I had two last night. One was a Chosen Ones story that I’ll probably do up for next week. The other?
“Six big diapers.”
I offer this to the world.
I live in Portland now. I had some exceedingly mild adventures in San Francisco, and took a lot of pictures that you will see sometime around 2018. Maria came to visit and that was really nice. Hugner is fine.
I’ve been in a self-imposed sweatshop lockbox all this week, trying to prepare for the big show: Stumptown Comics Fest, where I will be exhibiting with free microcomics and a six-word story completion marathon and, yes, Ommatidia, the first Anacrusis book. No, you can’t buy it online yet, not until I finish setting up the storefront. I am planning to have that up by my birthday (a week from tomorrow).
I realize that I have announced this far too late for anyone who wasn’t already planning to come to Stumptown to show up; trust me, that is all part of a strategy. Eventually I may even figure out what the strategy is. But on the off chance that there are any Anacrusis fans in the PDX, show up! There are a lot more reasons to do so than just me and my tablemates (“Cinema Sewer”).

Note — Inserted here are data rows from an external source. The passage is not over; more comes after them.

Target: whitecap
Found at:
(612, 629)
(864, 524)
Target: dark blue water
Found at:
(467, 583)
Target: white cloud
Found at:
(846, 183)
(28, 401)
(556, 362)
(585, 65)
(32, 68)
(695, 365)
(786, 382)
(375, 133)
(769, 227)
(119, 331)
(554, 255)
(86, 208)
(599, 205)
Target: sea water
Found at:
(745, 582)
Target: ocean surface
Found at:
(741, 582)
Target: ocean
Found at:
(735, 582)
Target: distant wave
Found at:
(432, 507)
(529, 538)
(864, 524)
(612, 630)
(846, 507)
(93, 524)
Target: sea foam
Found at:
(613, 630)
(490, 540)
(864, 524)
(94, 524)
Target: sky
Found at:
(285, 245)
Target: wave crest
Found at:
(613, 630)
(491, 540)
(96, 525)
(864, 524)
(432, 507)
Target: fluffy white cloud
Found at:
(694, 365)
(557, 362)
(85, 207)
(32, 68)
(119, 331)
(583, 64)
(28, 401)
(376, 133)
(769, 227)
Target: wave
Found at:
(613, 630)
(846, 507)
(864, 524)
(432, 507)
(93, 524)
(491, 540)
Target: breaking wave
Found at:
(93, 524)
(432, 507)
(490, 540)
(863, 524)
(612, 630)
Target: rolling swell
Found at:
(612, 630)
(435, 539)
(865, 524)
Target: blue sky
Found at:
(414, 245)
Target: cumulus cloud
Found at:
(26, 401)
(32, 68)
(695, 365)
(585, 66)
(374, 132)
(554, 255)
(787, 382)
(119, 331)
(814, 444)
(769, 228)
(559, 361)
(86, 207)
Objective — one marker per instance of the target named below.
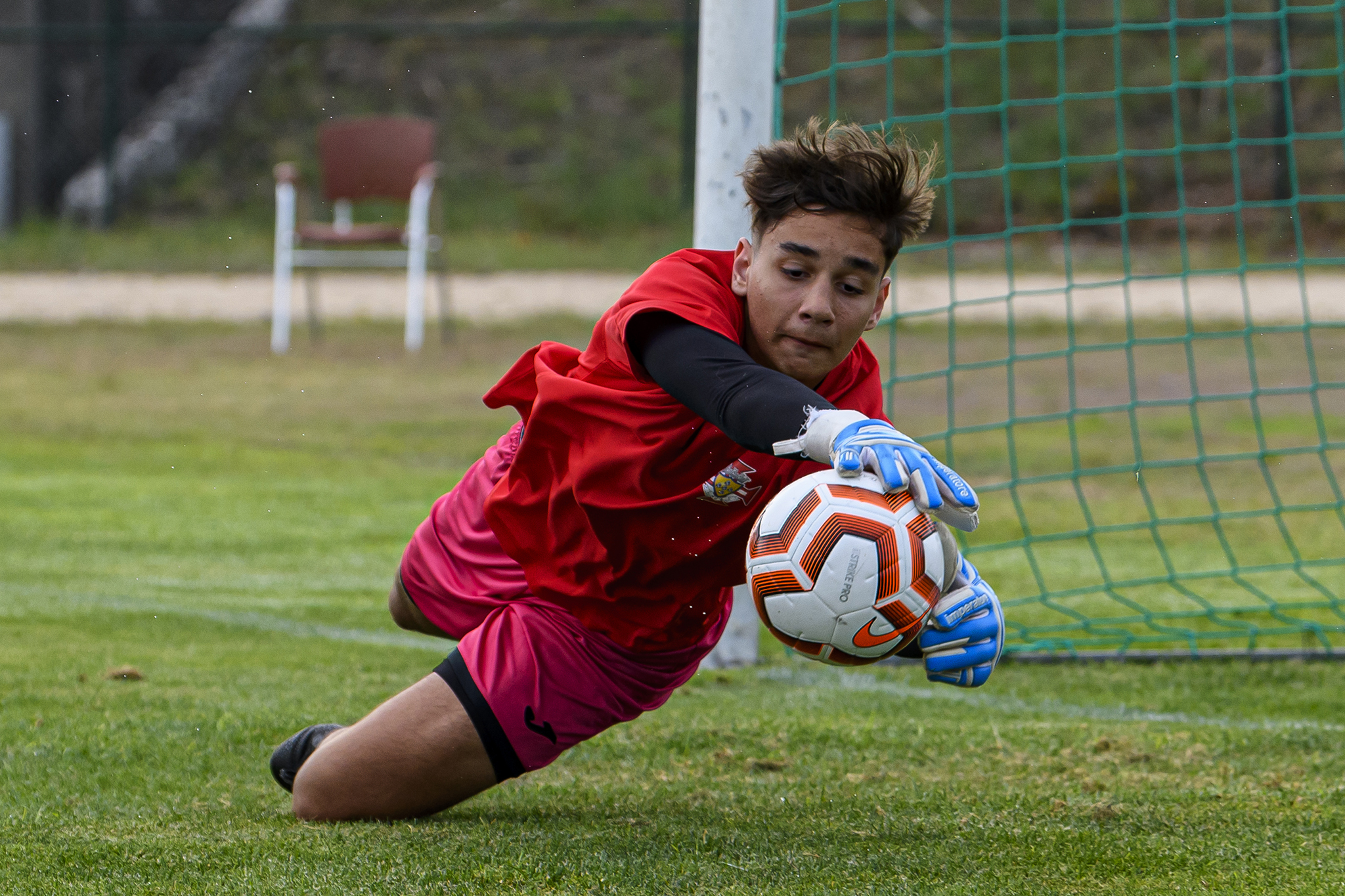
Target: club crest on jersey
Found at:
(731, 485)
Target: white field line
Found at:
(868, 683)
(249, 620)
(826, 680)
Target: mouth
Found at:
(806, 343)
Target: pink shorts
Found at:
(531, 677)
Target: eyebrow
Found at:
(852, 261)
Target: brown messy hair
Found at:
(844, 168)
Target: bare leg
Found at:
(407, 614)
(414, 756)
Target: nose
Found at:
(817, 304)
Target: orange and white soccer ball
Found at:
(845, 572)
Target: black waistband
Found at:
(498, 747)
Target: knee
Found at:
(315, 798)
(401, 613)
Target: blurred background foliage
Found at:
(565, 146)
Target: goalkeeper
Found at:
(585, 563)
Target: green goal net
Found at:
(1126, 324)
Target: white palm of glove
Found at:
(853, 442)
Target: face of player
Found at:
(813, 284)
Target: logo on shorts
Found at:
(731, 485)
(545, 729)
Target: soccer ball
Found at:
(845, 572)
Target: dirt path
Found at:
(68, 297)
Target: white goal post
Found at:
(734, 116)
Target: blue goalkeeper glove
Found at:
(853, 442)
(965, 636)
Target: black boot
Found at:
(295, 753)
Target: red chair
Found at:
(361, 159)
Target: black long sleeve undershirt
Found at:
(718, 381)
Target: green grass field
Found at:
(175, 499)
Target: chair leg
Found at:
(315, 324)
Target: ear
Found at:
(877, 307)
(741, 263)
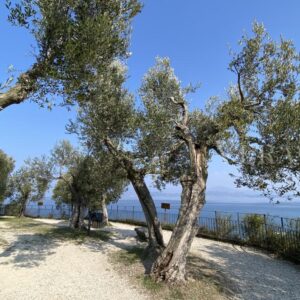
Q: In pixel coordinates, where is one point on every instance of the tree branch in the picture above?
(25, 85)
(219, 151)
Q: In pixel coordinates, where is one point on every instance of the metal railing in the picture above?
(251, 229)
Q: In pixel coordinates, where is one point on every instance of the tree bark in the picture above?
(171, 264)
(156, 241)
(137, 179)
(25, 85)
(104, 211)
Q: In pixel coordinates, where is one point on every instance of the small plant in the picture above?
(253, 229)
(224, 227)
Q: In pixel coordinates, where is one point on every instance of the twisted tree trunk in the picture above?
(104, 211)
(156, 241)
(137, 179)
(170, 265)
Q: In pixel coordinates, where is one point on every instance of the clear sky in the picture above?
(195, 34)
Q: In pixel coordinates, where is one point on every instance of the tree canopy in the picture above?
(6, 167)
(74, 41)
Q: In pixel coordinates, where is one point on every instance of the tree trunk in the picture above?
(74, 220)
(23, 205)
(137, 179)
(156, 241)
(170, 265)
(104, 211)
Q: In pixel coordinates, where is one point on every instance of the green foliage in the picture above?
(253, 227)
(91, 178)
(261, 118)
(30, 182)
(74, 40)
(6, 167)
(224, 226)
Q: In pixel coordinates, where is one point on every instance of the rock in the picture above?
(142, 233)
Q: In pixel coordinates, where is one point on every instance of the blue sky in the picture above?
(196, 35)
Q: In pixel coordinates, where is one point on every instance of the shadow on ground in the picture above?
(256, 275)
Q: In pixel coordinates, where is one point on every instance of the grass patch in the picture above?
(129, 256)
(150, 284)
(16, 223)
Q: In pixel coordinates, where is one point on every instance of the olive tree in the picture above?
(28, 183)
(90, 182)
(74, 40)
(6, 167)
(112, 121)
(239, 129)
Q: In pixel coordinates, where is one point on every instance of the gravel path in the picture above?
(37, 268)
(252, 274)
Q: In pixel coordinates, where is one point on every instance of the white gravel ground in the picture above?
(60, 271)
(254, 274)
(43, 270)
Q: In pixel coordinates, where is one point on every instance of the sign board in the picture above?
(165, 205)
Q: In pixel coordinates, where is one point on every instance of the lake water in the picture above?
(235, 209)
(284, 209)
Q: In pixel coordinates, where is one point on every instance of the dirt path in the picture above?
(34, 268)
(252, 275)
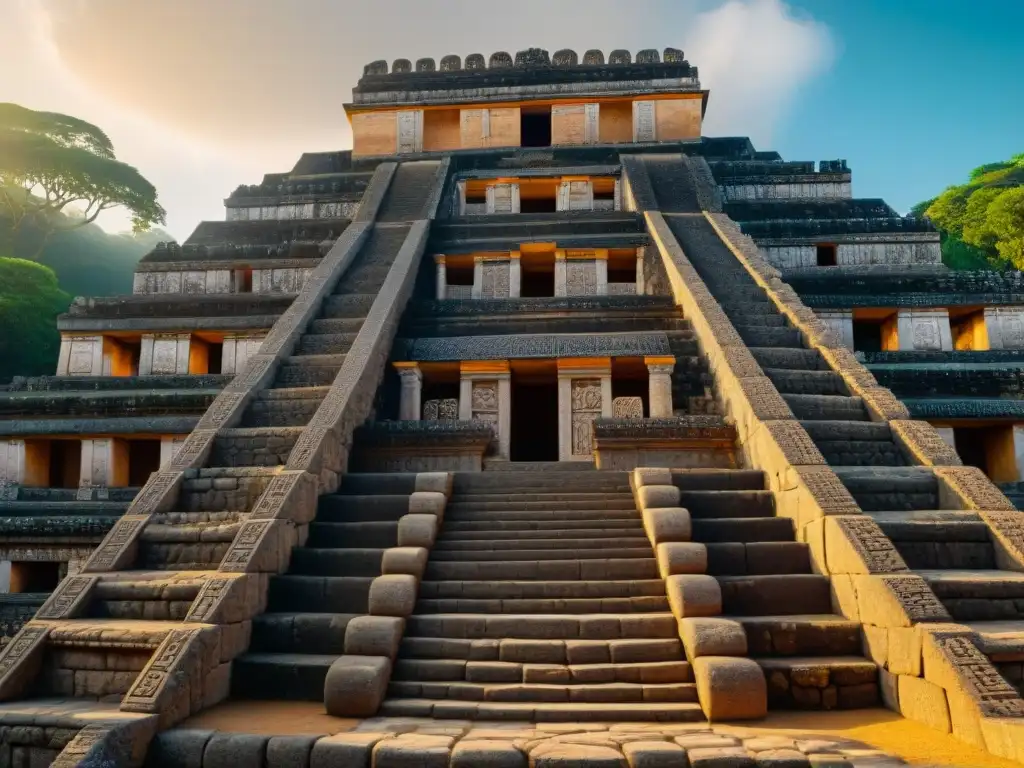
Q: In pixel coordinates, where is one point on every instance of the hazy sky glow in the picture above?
(205, 94)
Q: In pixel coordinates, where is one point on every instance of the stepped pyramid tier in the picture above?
(537, 408)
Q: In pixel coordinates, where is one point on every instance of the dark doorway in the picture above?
(143, 460)
(866, 336)
(535, 421)
(535, 126)
(66, 464)
(537, 205)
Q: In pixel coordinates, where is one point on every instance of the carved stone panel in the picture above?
(586, 408)
(581, 278)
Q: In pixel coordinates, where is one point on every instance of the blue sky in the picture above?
(919, 93)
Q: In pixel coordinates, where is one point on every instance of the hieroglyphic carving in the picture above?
(916, 598)
(828, 492)
(244, 547)
(627, 408)
(993, 695)
(875, 548)
(69, 596)
(795, 443)
(144, 692)
(586, 401)
(118, 540)
(581, 278)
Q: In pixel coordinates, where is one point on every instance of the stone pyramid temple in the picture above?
(537, 429)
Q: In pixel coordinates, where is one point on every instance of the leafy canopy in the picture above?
(52, 164)
(983, 218)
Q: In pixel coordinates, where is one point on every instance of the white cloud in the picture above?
(755, 56)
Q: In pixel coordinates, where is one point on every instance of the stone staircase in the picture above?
(542, 601)
(302, 632)
(811, 657)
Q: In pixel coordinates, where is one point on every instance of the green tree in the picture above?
(57, 172)
(30, 302)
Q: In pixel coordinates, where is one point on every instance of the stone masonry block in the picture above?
(439, 482)
(730, 688)
(374, 636)
(392, 595)
(427, 502)
(925, 702)
(417, 530)
(693, 595)
(676, 558)
(667, 524)
(412, 560)
(656, 497)
(712, 637)
(643, 476)
(355, 685)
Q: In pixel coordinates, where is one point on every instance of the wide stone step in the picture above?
(546, 605)
(550, 631)
(826, 408)
(979, 595)
(256, 446)
(617, 652)
(544, 692)
(820, 682)
(790, 358)
(512, 503)
(375, 483)
(761, 336)
(775, 595)
(809, 635)
(728, 503)
(718, 479)
(355, 562)
(605, 521)
(616, 542)
(363, 535)
(321, 343)
(317, 593)
(596, 535)
(565, 569)
(292, 632)
(336, 326)
(491, 672)
(891, 488)
(806, 382)
(758, 558)
(296, 677)
(356, 508)
(309, 371)
(536, 712)
(743, 529)
(514, 514)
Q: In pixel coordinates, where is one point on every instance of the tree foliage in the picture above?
(30, 302)
(57, 172)
(984, 216)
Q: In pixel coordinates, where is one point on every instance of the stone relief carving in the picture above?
(586, 408)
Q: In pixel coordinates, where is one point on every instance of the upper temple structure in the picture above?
(536, 406)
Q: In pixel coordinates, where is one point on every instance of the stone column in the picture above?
(842, 323)
(584, 394)
(559, 272)
(924, 329)
(441, 291)
(515, 275)
(659, 385)
(601, 269)
(410, 408)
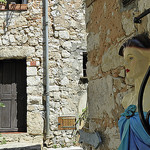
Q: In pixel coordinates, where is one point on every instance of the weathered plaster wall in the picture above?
(108, 26)
(21, 36)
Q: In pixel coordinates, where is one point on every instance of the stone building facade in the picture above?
(109, 24)
(21, 38)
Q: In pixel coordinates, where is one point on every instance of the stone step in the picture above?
(20, 146)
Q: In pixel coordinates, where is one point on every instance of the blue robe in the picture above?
(133, 135)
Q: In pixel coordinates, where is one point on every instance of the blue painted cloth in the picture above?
(133, 135)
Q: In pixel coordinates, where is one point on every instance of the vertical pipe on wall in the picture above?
(46, 68)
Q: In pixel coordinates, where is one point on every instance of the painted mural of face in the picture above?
(136, 63)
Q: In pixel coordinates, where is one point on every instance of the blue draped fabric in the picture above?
(133, 135)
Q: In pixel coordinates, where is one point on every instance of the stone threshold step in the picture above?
(20, 146)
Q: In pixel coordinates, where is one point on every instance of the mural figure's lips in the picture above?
(127, 70)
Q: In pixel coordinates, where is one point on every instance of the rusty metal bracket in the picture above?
(138, 18)
(93, 139)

Oh, I know Baz Luhrmann, all right.
Ain’t nobody marking that motherfucker safe.
In San Francisco! Fourteen-hour drive! Exhausted! No pictures! But here and safe. Time to go get plantar warts.
I like “Horse with No Name” so much, and I don’t think I have it on my iPod! Which means I can’t play it over and over again tomorrow, my last day of driving through desert. So far the desert has had the pleasant effect of being very pretty. It has also had the unfortunate effects of making me drink three times as much water as usual, making me run the AC all the time, and oh yeah, being like a fucking desert.
Also, it scared Hugner, and not without reason. I had to take these pictures from a rest area without him in them. Unless… unless he was hiding somewhere!


But today’s drive (the shortest of this trip) was worth it for the chance to hang out in Phoenix, which included my being the first Kentucky-friend to get a tour of the new digs of the Chinese Shao-Lin Center from its proprietors:


Then they took me home, fed me delicious raw vegan “cheese” “cake,” and permitted me to indulge my gadgeteering impulses in the process of watching Love Actually. Now I am falling asleep while writing this on their couch. Tomorrow is the big push: Phoenix to SF in one day, hopefully by 8 pm. It’s not going to be easy. Hugner, better set snuggling to max.


Day 3 also included Louisiana and Mississippi, but even before I left Alabama, Taylor and her friend Cheryl were mocking my car for its filthy appearance. When I took a closer look, I discovered something intriguing: that wasn’t dirt on it at all! It was pollen! My poor little Fit was encased entirely in a light, even coating of tree jizz.

Man, you know what’s going to be great? Not living in the South.
But after that: Texas! Things do not seem to be bigger in Texas, but Texas is definitely bigger than anywhere else. This photo should give you some sense of scale:

See, it’s like the star is Texas, and Hugner is Earth.
Kris and Erica were kind enough to put me up for the night, even under the stress of their still-in-progress move and its pipe-related disasters. While there I got to meet Oxford, who demonstrated that it wasn’t just Hugner, but all Jinxlets who make dogs want to chomp them. And snuggle.


That latter shot features not just Kris and Hugner, but the original Hieronymous B’Gosh himself. I’d label them but come on, they’re pretty easy to tell apart. (NO Kris is in the MIDDLE)
I spent the remainder of the day and most of the night trying to get out the other side of Texas. I made it just barely over the border before collapsing in Las Cruces, which is a little pilgrimage to me for Anacrusis-related reasons. Hugner was tired of the whole thing a mere five hours out.

After that he went over to the fence and peed because there was not so much as a gas station for two hours either way on I-20. Bad Hugner! But how can you even try to yell at that face?